Cuando los escasos vecinos, alarmados por los sonidos inhumanos que emanaban de su habitación durante días, finalmente forzaron la puerta, encontraron a Alistair Finch sentado en el suelo, rodeado por las cartas del "Mythos Standard Game Set" dispuestas en un patrón incomprensible y blasfemo. Sus ojos, desorbitados, reflejaban la negrura insondable de los golfos interestelares. De sus labios manaba una cantinela gutural, una melodía rota y espantosa que ningún instrumento terrenal podría reproducir. Su saxofón yacía a su lado, abollado y retorcido como si hubiera intentado contener una presión inconcebible.
Alistair Finch, el músico dotado, había encontrado finalmente la armonía fundamental del universo.
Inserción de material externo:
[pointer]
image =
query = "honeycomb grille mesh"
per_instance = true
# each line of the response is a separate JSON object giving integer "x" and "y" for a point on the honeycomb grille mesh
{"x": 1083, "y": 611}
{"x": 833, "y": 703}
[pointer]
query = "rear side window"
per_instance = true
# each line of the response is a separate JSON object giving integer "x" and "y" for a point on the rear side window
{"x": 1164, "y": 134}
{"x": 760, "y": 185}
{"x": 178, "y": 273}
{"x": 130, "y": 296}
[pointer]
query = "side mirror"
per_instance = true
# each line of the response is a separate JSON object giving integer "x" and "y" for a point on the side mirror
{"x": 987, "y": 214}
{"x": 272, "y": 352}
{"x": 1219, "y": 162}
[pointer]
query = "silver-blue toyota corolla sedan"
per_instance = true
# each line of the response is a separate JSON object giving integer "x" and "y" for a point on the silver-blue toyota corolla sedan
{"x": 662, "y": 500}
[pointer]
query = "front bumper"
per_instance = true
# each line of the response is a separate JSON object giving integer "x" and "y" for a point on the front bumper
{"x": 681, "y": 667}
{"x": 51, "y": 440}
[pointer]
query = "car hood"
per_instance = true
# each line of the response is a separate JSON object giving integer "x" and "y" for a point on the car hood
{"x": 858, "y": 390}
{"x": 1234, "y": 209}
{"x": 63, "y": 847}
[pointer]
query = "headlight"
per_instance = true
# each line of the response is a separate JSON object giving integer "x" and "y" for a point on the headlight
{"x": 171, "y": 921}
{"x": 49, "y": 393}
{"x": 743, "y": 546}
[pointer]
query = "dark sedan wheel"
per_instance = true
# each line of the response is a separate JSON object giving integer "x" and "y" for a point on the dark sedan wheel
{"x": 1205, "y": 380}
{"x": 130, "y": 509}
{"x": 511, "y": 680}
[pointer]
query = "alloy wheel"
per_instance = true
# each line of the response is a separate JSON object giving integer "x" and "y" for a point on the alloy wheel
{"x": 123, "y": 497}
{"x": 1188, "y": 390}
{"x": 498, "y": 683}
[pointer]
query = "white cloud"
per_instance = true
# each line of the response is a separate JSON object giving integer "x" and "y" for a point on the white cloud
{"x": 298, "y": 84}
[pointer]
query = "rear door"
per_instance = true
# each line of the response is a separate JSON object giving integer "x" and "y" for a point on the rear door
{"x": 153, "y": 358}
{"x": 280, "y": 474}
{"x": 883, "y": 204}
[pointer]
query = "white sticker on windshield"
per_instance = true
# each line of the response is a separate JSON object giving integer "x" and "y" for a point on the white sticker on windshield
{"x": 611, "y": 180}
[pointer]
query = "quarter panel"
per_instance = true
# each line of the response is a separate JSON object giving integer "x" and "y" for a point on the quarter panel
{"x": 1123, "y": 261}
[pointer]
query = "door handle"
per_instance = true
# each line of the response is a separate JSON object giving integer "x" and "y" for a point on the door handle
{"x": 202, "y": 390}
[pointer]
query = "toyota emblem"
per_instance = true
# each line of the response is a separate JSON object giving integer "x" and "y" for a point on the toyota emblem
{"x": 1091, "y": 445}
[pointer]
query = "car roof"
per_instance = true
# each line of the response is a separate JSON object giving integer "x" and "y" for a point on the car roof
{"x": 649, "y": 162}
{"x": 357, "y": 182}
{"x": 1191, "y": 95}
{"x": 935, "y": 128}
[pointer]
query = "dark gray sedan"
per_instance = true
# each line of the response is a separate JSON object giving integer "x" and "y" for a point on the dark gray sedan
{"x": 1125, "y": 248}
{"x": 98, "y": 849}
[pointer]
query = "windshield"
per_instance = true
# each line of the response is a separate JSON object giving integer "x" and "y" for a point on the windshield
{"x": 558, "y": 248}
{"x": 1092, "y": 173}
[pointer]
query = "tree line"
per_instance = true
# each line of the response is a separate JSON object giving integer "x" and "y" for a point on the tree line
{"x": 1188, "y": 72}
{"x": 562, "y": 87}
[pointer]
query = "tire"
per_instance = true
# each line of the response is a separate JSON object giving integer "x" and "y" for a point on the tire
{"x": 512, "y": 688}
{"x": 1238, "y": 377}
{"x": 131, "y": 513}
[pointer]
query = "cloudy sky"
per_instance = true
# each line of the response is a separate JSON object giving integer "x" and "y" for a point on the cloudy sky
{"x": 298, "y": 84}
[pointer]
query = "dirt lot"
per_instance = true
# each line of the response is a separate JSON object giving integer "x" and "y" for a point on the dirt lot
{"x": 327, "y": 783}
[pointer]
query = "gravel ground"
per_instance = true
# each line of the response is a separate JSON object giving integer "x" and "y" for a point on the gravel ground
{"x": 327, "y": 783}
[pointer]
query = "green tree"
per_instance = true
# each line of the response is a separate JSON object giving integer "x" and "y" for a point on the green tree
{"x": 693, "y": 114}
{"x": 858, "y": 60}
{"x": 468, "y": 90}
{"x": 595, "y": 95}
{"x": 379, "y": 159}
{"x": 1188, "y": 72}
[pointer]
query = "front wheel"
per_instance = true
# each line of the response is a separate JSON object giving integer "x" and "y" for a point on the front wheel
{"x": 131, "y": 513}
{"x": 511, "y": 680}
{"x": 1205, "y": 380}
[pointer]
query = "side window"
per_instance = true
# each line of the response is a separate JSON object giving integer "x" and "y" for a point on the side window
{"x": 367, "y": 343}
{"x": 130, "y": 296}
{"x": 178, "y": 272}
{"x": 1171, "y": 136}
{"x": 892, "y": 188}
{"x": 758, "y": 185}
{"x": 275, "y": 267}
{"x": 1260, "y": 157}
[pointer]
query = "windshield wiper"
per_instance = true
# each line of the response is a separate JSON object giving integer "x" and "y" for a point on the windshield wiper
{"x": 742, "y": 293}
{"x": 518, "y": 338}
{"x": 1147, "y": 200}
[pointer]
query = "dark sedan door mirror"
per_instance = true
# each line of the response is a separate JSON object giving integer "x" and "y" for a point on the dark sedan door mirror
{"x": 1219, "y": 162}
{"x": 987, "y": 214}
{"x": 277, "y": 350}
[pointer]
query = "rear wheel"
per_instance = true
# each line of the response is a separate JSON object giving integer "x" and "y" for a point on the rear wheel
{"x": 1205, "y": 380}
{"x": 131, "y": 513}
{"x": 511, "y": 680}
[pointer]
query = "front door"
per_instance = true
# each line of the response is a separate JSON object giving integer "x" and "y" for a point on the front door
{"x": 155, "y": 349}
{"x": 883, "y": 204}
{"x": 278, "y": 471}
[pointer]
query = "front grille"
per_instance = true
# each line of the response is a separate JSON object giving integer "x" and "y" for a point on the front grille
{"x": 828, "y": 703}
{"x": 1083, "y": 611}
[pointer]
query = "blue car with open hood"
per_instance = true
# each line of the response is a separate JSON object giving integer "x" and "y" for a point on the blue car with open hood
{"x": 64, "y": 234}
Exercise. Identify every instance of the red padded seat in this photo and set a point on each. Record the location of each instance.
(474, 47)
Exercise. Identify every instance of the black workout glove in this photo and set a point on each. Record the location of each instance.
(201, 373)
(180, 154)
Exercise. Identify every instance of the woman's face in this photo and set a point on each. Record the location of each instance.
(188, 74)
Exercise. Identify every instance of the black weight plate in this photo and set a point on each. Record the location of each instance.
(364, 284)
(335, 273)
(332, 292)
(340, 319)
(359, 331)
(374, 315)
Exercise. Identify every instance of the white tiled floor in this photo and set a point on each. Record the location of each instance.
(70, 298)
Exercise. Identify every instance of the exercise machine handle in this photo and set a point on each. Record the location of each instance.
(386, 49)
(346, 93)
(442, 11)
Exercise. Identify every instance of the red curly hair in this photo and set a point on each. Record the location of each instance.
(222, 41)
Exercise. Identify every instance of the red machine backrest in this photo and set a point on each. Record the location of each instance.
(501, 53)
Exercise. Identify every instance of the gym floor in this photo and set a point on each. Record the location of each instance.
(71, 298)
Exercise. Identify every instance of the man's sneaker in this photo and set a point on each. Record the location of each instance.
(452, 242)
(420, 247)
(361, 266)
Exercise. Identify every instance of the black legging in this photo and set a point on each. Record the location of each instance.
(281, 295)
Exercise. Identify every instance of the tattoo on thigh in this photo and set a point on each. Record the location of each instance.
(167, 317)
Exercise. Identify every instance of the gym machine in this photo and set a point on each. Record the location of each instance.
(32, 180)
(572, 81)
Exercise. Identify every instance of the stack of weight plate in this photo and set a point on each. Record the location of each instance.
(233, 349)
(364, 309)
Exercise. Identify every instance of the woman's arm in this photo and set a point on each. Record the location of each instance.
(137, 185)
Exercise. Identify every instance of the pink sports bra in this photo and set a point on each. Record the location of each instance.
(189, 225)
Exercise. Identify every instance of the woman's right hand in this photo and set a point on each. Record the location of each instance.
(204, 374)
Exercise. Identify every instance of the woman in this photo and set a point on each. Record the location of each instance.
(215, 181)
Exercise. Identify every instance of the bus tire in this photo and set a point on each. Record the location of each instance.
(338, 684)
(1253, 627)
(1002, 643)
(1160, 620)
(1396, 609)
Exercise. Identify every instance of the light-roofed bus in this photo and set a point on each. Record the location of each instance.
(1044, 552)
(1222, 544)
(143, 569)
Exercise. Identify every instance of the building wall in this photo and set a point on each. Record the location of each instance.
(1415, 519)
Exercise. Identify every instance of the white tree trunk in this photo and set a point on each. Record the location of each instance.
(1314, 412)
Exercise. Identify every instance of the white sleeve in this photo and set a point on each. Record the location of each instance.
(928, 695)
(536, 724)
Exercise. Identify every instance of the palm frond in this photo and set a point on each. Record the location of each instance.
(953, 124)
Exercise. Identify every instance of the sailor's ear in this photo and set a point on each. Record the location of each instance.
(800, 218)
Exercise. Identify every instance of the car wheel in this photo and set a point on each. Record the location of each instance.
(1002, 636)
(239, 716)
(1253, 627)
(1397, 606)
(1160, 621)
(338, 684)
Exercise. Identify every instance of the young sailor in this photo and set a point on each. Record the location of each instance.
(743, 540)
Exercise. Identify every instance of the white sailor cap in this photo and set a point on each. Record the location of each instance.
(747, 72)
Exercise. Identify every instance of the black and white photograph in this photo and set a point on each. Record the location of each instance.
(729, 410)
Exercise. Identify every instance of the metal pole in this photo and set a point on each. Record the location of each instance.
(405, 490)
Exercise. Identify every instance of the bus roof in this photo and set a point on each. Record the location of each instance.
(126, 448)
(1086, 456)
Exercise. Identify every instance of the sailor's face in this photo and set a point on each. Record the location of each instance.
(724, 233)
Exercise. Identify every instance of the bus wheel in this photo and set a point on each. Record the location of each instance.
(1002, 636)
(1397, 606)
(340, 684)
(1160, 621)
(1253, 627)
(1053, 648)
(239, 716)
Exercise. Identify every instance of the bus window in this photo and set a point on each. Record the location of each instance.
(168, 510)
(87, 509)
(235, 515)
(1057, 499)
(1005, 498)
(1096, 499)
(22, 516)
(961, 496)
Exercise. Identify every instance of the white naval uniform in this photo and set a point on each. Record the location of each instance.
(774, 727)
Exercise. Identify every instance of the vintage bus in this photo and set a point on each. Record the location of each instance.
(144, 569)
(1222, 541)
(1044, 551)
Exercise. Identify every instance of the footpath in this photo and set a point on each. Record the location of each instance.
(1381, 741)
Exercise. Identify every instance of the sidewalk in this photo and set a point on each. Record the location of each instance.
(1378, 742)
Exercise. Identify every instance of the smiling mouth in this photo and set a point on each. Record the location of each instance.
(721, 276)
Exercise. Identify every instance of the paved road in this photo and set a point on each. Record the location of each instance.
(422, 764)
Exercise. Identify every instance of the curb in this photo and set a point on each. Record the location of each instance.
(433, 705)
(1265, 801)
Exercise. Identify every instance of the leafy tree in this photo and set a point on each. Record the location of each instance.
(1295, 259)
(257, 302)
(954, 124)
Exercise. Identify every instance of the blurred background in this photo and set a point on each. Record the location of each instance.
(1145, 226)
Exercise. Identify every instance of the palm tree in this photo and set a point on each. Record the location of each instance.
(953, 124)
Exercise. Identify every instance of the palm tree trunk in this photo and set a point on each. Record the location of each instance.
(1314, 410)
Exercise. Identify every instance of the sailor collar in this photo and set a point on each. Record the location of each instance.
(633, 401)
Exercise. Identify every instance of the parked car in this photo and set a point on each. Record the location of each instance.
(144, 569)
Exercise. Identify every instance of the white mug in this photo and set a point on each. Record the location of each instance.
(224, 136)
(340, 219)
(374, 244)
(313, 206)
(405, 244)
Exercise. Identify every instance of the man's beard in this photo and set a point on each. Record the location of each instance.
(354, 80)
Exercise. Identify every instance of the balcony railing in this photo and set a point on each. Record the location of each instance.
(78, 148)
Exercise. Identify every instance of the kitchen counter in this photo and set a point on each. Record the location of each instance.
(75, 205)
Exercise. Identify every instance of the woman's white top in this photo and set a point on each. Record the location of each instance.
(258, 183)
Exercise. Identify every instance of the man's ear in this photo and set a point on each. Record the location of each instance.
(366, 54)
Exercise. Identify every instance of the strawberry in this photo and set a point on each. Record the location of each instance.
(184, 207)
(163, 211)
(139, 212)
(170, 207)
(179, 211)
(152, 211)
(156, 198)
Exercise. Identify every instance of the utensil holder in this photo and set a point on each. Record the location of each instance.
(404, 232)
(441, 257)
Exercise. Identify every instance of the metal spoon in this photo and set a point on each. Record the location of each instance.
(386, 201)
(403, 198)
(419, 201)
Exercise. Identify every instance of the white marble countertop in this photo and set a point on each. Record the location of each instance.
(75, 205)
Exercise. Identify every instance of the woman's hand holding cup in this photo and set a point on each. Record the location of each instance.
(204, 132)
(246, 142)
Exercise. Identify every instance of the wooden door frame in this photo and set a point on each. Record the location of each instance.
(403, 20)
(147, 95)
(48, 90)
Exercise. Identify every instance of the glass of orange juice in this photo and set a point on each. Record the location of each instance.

Y en esa comprensión aterradora, su mente se había desintegrado, descendiendo a los abismos insondables de una locura de la que no habría retorno. El Tomo-Juego, el canon de sombras, había reclamado otra alma para la vasta e indiferente oscuridad. Las cartas, mudas e impasibles, esperaban a su próximo lector, a la siguiente víctima de su saber prohibido. Reposan ahora en polvorientas estanterías, en una oscura tienda de objetos de segunda mano ubicada al otro lado del mundo. O, ¿tal vez al lado de tu casa? Su antaño alegre propietario no ha necesitado asomarse a los abismos de su contemplación para descender a las mas profundas simas de la locura. Su mera posesión ha sido suficiente. Ahora yace en un balbuceante delirio en una olvidada celda cuya llave perdieron hace tiempo los cuidadores de la institución mental en la que fué ingresado. Sus últimas palabras con un mínimo destello de lucidez fueron: "Todocolección" y "Gracias por su compra", seguidas por un enigmático "Elproven".
Este relato está inspirado en el clásico juego de cartas coleccionables 'Mythos' de Chaosium.